Weight: 214 lbs, Exercise: 56 minutes, Calories eaten: 1550+
Lately in my attempts to build habits that I want to have, I've started trying to read more. I decided to pick up a book that my wife, Abbie, got me a while back. The book, After You Believe: why Christian character matters, is by N.T. Wright, the former bishop of Durham in the Church of England. His premise, at least so far in my reading, is that the Christian life doesn't just consist in "following the rules" or "doing what your heart tells you." Rather, one lives out the Christian life by following the example of Christ and so participates in the redeeming work of God. I am sure there is a lot more, but this seems a great start.
He talks a lot about habit as it relates to living the moral, Christian life. He notes that it is difficult and not at all convenient. And yet, when virtue becomes a habit it becomes easier, indeed almost second nature. He cites the example of Chesly (sp?) Sullenberger, the airline pilot who successfully saved his passengers and crew as he landed his disabled plane in the Hudson River. He points out that these actions were not at all normal, but through practice (habit) and awareness, Captain Sullenberger was able to carry them out when lives were on the line. Such is the case with virtue in our lives. With practice and awareness, virtue becomes second nature, and this is the first step in building the Kingdom of God.
I find that a very helpul image as I try to improve myself. I'm not trying to be more virtuous, but I do see the value in habit, practice and awareness. I think any change or any movement towards getting better involves practice of a good in spite of the temptation to do something else, something easier. I can't say I have a whole lot of experience, but I think that's the point of self-improvement...to build the newer better habits that help correct the bad ones.
Not very deep...but considering that my new habit is writing on this blog, maybe it's enough.

Sunday, September 11, 2011

Starting a blog

Weight: 214.5, Time spent exercising: 55 mins, Calories consumed (approx): 1846
I think this is my third or fourth attempt at creating a blog.

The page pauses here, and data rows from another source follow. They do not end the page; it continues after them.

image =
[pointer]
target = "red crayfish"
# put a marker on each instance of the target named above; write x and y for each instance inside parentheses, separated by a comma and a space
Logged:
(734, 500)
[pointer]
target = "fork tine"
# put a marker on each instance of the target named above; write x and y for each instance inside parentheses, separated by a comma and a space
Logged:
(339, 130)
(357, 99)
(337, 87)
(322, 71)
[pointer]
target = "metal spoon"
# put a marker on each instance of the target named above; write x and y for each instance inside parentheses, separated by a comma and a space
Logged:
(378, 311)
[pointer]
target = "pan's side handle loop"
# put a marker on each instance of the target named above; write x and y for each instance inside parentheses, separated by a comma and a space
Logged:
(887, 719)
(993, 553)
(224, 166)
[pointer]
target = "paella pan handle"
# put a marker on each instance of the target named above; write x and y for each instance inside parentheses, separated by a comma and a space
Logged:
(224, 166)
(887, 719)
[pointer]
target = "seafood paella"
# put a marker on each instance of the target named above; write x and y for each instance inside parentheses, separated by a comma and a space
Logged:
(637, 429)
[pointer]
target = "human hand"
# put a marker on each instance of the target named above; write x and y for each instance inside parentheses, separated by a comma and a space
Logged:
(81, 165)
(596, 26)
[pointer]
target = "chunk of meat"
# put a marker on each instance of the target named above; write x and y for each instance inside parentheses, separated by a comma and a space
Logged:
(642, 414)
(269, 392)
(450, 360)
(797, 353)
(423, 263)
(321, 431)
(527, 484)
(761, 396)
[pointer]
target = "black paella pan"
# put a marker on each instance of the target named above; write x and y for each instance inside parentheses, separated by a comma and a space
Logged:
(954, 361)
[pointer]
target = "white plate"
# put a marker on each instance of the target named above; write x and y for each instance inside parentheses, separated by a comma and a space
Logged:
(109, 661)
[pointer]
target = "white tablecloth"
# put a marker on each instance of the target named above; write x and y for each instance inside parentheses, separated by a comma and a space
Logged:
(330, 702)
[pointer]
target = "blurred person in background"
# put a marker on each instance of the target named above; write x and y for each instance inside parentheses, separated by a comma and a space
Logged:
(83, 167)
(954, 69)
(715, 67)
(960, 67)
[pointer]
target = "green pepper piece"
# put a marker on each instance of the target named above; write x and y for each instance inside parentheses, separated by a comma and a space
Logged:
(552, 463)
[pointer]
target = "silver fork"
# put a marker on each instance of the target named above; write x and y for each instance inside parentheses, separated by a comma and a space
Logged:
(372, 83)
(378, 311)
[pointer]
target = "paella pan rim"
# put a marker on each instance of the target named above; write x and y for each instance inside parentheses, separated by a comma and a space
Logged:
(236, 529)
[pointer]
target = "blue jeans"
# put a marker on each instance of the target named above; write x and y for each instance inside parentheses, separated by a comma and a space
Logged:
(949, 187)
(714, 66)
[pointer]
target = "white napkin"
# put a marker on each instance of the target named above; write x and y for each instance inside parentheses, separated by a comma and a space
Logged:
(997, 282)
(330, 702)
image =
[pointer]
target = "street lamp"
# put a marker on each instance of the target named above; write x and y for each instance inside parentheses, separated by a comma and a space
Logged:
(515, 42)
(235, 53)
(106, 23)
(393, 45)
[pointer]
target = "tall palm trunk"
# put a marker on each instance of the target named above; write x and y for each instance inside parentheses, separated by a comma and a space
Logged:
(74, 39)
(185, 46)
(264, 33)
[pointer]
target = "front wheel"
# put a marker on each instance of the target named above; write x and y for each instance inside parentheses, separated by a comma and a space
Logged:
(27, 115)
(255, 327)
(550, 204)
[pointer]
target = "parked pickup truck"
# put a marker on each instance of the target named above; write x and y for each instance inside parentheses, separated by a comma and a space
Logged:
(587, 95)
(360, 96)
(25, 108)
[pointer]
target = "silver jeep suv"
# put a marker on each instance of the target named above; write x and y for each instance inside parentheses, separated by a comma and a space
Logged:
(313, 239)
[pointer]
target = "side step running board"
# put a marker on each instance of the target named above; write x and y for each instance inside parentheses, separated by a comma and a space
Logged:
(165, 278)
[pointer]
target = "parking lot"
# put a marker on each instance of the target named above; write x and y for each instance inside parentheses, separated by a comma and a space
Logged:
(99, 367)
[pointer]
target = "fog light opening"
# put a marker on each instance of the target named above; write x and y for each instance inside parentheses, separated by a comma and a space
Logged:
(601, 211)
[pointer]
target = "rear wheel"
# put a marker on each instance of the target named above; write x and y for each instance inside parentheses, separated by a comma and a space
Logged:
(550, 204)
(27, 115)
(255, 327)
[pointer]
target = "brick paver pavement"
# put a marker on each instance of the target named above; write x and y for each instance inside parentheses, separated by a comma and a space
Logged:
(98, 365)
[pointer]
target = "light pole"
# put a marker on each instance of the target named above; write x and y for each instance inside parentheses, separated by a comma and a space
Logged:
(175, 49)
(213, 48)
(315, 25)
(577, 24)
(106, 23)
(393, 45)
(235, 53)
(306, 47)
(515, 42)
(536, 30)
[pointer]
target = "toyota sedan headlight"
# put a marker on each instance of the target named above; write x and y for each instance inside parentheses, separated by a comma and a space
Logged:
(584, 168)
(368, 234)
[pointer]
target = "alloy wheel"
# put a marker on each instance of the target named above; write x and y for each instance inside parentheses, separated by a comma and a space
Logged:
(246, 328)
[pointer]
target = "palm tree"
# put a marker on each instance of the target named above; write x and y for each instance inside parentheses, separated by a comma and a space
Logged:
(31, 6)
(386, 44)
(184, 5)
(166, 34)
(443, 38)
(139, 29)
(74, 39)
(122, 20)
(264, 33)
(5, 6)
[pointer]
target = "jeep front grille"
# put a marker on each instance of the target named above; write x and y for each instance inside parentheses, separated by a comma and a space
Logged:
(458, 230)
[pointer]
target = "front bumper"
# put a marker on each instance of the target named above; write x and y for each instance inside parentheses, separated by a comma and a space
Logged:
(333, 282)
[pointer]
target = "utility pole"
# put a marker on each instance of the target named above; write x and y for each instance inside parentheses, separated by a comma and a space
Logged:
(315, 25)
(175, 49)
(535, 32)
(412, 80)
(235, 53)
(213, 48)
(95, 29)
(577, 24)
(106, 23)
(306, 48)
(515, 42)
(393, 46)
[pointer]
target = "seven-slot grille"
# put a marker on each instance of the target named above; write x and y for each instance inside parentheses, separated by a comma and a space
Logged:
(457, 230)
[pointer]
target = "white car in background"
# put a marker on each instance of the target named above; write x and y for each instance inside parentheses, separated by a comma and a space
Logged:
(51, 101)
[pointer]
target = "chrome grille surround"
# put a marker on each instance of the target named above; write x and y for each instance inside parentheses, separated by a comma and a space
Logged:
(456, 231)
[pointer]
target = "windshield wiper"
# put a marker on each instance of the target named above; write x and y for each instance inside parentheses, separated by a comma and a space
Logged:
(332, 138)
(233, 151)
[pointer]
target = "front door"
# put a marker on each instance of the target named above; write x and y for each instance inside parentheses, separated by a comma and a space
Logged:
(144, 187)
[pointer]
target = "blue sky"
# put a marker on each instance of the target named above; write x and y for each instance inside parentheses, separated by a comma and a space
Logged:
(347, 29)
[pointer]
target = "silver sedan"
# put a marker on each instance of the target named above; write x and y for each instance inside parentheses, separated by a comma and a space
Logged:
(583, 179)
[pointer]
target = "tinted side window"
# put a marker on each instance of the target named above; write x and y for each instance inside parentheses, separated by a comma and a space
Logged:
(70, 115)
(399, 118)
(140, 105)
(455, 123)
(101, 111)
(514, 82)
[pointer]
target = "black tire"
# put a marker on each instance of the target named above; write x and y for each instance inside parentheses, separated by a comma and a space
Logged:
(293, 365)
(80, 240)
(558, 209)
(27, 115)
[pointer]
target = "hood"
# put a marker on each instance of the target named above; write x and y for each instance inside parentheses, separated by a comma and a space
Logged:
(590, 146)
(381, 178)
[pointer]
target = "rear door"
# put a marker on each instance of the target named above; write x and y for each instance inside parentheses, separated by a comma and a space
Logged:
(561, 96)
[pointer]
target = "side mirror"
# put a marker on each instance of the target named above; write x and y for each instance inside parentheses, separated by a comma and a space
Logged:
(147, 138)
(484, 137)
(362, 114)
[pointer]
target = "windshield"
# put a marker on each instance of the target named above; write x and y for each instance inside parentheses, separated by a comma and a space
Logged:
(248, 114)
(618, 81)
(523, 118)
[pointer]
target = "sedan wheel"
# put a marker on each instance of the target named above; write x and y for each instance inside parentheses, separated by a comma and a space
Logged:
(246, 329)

In many ways, that's a fitting introduction to why I'm starting this whole project. It occurs to me that my life, marriage, child, career, and general outlook are great.
And yet...
I have a bad habit of not sticking with opportunities to improve myself. Much like a blog, I start off great and then lose interest. The fact is that in spite of all of the good things that I'm doing, I'm not improving. I'm pretty sure my wife, daughter and career deserve more. As such, I've decided to embark upon a mission of self-improvement. Simply put my goals are:
Improve my physical condition:
  • Lose 35 pounds (get to 180lbs)
  • Exercise DAILY for at least 45 minutes
  • Eat fewer calories than I need to lose two pounds per week

Spend my time more productively

  • Read for at least 20 minutes per day
  • Pray/Reflect for at least 20 minutes per day
  • Spend at least 30 minutes playing with my daughter (aka "E")
  • Post to this blog daily

Serve my organization more effectively

  • Identify one thing that I can help improve per week and improve it
  • Set a goal for the month and meet it

Well, there it is. My first baby steps towards improvement. I can't guarantee any insights. This whole thing started with trying to lose weight, and has turned into something entirely different. Hopefully, it helps me to reflect, to get healthier and to center myself. If not, it's still not a bad thing to actually stick with something.